Opinion: There is one crucial Howardism that Peter Dutton has ignored

Photo by I Zhang on Unsplash
Monday 21 April 2025

By Mark Kenny

A version of this article was originally published by The Canberra Times.

Nobody could doubt Monique Ryan's keen intelligence but when the paediatric neurologist almost stalled on national television, the expression "not match-fit" sprang to mind.

Insiders host David Speers sought the teal MP's response to news that social media influencers had been secretly paid to spruik a fellow independent. A simple question should have elicited a simple answer - yes, voters must be told when an influencer was being paid.

A politician promising a higher standard of representation could hardly say otherwise.

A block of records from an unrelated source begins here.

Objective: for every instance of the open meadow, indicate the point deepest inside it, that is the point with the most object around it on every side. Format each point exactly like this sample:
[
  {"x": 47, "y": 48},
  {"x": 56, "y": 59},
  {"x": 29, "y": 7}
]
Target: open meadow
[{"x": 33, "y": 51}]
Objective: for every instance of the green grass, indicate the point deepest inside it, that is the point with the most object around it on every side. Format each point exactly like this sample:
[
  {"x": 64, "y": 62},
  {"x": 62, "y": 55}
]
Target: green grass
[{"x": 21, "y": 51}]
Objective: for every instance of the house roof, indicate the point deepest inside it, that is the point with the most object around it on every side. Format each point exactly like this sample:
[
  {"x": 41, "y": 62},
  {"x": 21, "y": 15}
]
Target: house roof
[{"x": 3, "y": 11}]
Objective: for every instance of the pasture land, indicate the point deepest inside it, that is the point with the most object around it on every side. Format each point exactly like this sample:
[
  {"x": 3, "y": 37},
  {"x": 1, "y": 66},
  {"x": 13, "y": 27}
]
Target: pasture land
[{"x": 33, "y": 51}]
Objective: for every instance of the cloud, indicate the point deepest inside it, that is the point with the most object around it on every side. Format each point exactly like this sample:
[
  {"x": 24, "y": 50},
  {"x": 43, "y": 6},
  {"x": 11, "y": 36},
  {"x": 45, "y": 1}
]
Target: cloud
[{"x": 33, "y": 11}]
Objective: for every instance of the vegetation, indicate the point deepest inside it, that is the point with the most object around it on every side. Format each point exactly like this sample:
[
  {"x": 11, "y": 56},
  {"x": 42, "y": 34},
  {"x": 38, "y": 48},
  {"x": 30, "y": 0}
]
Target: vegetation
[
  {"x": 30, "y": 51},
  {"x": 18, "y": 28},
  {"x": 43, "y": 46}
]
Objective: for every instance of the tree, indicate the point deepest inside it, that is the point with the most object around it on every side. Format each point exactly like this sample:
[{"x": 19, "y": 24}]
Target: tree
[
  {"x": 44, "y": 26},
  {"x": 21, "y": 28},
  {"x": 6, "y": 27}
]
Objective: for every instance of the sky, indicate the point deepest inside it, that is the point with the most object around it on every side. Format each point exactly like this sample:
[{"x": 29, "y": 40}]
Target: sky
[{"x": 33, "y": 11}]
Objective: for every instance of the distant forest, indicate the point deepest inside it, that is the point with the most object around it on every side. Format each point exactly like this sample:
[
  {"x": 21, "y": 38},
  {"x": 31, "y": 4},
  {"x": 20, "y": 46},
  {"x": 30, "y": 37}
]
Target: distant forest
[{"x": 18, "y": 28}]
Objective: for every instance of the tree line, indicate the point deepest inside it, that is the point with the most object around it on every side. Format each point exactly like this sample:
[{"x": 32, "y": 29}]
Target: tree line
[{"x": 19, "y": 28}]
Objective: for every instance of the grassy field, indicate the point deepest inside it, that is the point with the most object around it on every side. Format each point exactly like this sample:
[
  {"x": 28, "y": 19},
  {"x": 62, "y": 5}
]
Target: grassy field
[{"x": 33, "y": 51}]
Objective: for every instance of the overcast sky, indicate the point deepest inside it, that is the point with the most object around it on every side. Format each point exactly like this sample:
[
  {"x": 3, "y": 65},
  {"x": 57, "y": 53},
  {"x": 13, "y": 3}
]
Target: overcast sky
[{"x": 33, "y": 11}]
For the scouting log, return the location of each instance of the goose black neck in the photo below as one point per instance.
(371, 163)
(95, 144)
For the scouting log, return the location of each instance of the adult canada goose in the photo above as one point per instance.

Instead, after a couple of unsuccessful deflections and an excruciating pause, she repeated, "I'd have to give it some thought, David". Tres awkward.

Dr Ryan had pulled off a major upset in 2022 by wresting blue-ribbon Kooyong from the then-treasurer and presumptive next leader, Josh Frydenberg.

More than any individual outcome on election night, that would shape the course of national affairs.

By ending Frydenberg's parliamentary career, it gave the ultra-conservative Peter Dutton an unhindered run at the Liberal leadership - a man who just four years prior had been considered scary and unsellable by his own peers.

Thus, her victory in '22 was the sliding doors moment which altered conservative politics and inevitably, the country.

But there is something beyond the desired removal of Frydenberg that Ryan and Dutton share in 2025.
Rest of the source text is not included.